Single by Annalisa featuring Marco Mengoni

from the album Ma io sono fuoco
- Released: 5 September 2025
- Genre: Power ballad
- Length: 3:38
- Label: Warner Music Italy
- Songwriters: Annalisa Scarrone; Marco Mengoni; Alessandro Raina; Davide Simonetta;
- Producer: Davide Simonetta

Annalisa singles chronology
| "Maschio" (2025) | "Piazza San Marco" (2025) | "Esibizionista" (2025) |

Marco Mengoni singles chronology
| "Sto bene al mare" (2025) | "Piazza San Marco" (2025) |  |

Music video
- "Piazza San Marco" on YouTube

= Piazza San Marco (song) =

"Piazza San Marco" is a song co-written and recorded by Italian singer-songwriter Annalisa featuring guest vocals by Italian singer Marco Mengoni, released on 5 September 2025 as the second single from Annalisa's ninth studio album, Ma io sono fuoco.

It was written by the two artists with co-writing contribution by Alessandro Raina and Davide Simonetta, and produced by the latter.

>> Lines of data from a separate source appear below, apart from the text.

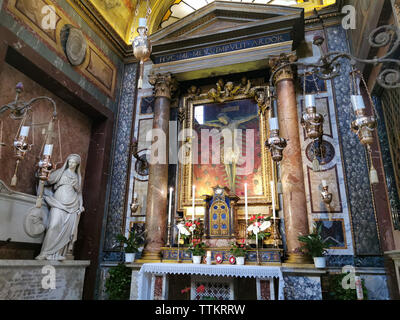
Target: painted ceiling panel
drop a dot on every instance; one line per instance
(123, 15)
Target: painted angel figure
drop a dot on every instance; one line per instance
(63, 195)
(233, 152)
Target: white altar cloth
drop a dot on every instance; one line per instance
(260, 272)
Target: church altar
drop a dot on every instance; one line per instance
(153, 284)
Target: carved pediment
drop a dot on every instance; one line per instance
(223, 22)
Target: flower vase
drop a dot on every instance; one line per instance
(240, 261)
(320, 262)
(130, 257)
(196, 259)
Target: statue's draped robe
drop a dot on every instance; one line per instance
(65, 207)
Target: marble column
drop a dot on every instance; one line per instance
(157, 192)
(294, 196)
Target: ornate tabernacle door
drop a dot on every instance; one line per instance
(220, 214)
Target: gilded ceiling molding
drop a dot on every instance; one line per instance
(103, 29)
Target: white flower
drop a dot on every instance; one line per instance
(254, 228)
(183, 230)
(265, 225)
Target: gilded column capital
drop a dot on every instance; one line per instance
(279, 72)
(164, 84)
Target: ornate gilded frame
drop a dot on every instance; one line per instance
(186, 118)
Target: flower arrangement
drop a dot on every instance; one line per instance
(191, 228)
(314, 244)
(133, 242)
(258, 226)
(239, 249)
(197, 247)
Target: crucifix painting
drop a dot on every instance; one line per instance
(226, 119)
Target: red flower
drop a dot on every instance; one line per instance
(185, 290)
(201, 289)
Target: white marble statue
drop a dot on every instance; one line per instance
(63, 195)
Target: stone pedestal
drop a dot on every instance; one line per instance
(302, 282)
(294, 195)
(42, 280)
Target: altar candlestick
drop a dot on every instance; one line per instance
(48, 150)
(193, 202)
(245, 204)
(273, 198)
(24, 131)
(170, 207)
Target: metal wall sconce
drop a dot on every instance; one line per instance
(142, 48)
(312, 121)
(275, 144)
(142, 165)
(135, 204)
(19, 111)
(327, 197)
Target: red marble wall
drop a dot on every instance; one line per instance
(75, 130)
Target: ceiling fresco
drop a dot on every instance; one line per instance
(123, 15)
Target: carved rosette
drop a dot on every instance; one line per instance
(282, 73)
(164, 85)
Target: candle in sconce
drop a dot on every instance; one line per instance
(273, 124)
(245, 203)
(48, 150)
(310, 101)
(194, 202)
(273, 199)
(24, 131)
(171, 190)
(209, 257)
(142, 22)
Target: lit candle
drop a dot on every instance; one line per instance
(273, 124)
(357, 102)
(142, 22)
(245, 203)
(193, 202)
(24, 131)
(170, 206)
(48, 150)
(273, 198)
(310, 101)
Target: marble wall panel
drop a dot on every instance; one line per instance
(366, 239)
(331, 167)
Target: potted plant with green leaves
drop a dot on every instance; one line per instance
(131, 244)
(118, 282)
(315, 246)
(239, 251)
(197, 248)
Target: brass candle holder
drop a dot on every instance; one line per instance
(327, 197)
(45, 169)
(364, 126)
(312, 121)
(276, 145)
(22, 147)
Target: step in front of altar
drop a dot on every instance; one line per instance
(266, 255)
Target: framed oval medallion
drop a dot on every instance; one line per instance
(76, 47)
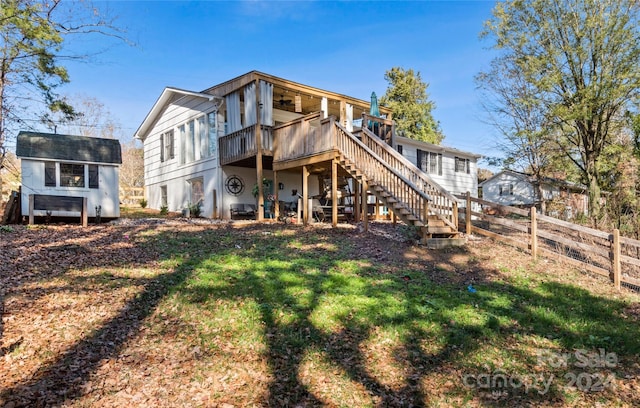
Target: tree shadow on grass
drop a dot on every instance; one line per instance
(554, 311)
(333, 303)
(62, 380)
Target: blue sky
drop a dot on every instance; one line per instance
(344, 47)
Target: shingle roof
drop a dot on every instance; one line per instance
(68, 147)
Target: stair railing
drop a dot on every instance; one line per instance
(443, 203)
(378, 172)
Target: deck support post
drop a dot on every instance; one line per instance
(84, 215)
(334, 192)
(365, 205)
(356, 201)
(214, 212)
(468, 214)
(276, 198)
(305, 195)
(259, 170)
(31, 206)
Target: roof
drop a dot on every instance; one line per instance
(435, 148)
(217, 92)
(169, 95)
(68, 147)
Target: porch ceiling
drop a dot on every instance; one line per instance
(284, 98)
(267, 163)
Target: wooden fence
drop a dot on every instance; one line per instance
(603, 253)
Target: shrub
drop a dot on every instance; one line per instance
(195, 210)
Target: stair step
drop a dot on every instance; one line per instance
(439, 230)
(439, 243)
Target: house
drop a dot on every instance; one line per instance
(210, 148)
(561, 198)
(60, 170)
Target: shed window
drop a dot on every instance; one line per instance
(49, 174)
(71, 175)
(94, 176)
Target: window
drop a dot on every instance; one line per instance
(435, 163)
(462, 165)
(94, 179)
(49, 174)
(71, 175)
(197, 191)
(183, 144)
(162, 155)
(167, 142)
(202, 148)
(163, 196)
(423, 160)
(505, 189)
(191, 141)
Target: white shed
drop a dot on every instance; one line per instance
(61, 169)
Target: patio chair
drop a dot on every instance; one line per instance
(317, 211)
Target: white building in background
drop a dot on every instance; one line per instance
(55, 167)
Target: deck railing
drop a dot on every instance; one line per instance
(378, 171)
(442, 204)
(301, 138)
(242, 144)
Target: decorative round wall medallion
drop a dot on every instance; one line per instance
(234, 185)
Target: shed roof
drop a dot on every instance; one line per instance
(68, 147)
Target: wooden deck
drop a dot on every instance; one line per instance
(317, 145)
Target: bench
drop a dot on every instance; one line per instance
(45, 202)
(239, 210)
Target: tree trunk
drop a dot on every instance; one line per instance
(594, 192)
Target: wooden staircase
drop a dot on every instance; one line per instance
(410, 193)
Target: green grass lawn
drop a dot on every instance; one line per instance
(315, 305)
(275, 315)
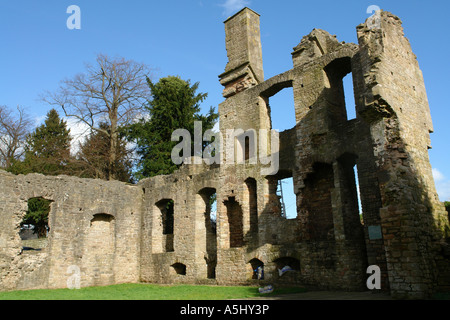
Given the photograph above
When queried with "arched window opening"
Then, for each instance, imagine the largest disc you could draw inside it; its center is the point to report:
(179, 268)
(235, 222)
(257, 269)
(286, 264)
(207, 204)
(166, 208)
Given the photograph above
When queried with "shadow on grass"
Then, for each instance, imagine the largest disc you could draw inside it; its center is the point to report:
(146, 292)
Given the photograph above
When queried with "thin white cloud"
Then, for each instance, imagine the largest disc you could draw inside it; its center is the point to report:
(442, 185)
(232, 6)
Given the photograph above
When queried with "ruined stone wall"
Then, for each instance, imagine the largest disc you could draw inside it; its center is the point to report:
(393, 103)
(94, 225)
(160, 230)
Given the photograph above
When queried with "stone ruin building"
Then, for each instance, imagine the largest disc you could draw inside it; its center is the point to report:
(160, 231)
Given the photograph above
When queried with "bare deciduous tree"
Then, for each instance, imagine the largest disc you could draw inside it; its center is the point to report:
(113, 91)
(13, 132)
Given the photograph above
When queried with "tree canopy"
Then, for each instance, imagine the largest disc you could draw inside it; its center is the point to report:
(47, 149)
(174, 104)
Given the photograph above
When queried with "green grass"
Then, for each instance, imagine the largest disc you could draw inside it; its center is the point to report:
(145, 292)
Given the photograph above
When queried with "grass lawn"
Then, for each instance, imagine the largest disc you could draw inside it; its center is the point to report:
(145, 292)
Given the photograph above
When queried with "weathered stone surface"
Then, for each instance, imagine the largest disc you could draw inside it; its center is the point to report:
(160, 230)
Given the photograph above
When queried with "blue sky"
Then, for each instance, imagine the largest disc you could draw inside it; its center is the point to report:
(187, 38)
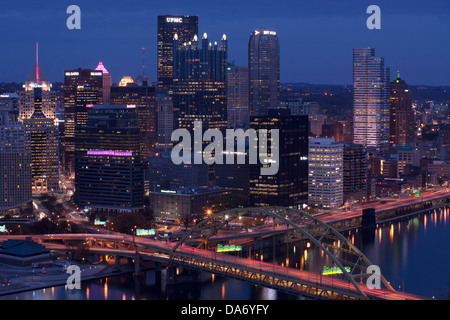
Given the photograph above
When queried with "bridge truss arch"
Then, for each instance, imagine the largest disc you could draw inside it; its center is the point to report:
(351, 262)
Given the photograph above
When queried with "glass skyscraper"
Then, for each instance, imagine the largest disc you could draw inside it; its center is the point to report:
(199, 83)
(186, 27)
(402, 122)
(289, 186)
(264, 71)
(82, 88)
(110, 171)
(370, 99)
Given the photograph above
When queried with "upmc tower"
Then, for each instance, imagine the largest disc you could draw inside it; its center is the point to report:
(186, 27)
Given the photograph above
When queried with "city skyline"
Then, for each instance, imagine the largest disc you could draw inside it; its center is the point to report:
(410, 38)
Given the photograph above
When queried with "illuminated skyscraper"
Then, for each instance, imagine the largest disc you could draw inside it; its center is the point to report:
(370, 99)
(289, 186)
(144, 99)
(402, 122)
(326, 173)
(110, 172)
(199, 83)
(237, 97)
(264, 71)
(107, 82)
(82, 87)
(186, 27)
(42, 139)
(15, 164)
(37, 79)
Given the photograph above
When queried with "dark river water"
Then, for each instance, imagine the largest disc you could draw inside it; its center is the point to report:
(413, 255)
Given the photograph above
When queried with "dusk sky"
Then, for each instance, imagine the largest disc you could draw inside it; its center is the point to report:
(316, 37)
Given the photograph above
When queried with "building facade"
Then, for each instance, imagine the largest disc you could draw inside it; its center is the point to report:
(15, 164)
(371, 82)
(42, 138)
(110, 171)
(238, 112)
(144, 99)
(289, 186)
(402, 120)
(264, 71)
(199, 83)
(186, 27)
(326, 174)
(82, 88)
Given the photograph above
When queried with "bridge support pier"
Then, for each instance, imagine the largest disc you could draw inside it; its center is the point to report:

It peaked at 10 on the Italian singles chart.

== Music video ==
A music video for "Piazza San Marco" was released on the same day via Annalisa's YouTube channel. It was directed by Nicolò Bassetto and shot in the actual Piazza San Marco in Venice.

== Charts ==

Weekly chart performance for "Piazza San Marco"
| Chart (2025) | Peak position |
|---|---|
| Italy (FIMI) | 10 |
| Italy Airplay (EarOne) | 1 |

== Certifications ==

Certifications for "Piazza San Marco"
| Region | Certification | Certified units/sales |
| Italy (FIMI) | Gold | 100,000^{‡} |
^{‡} Sales+streaming figures based on certification alone.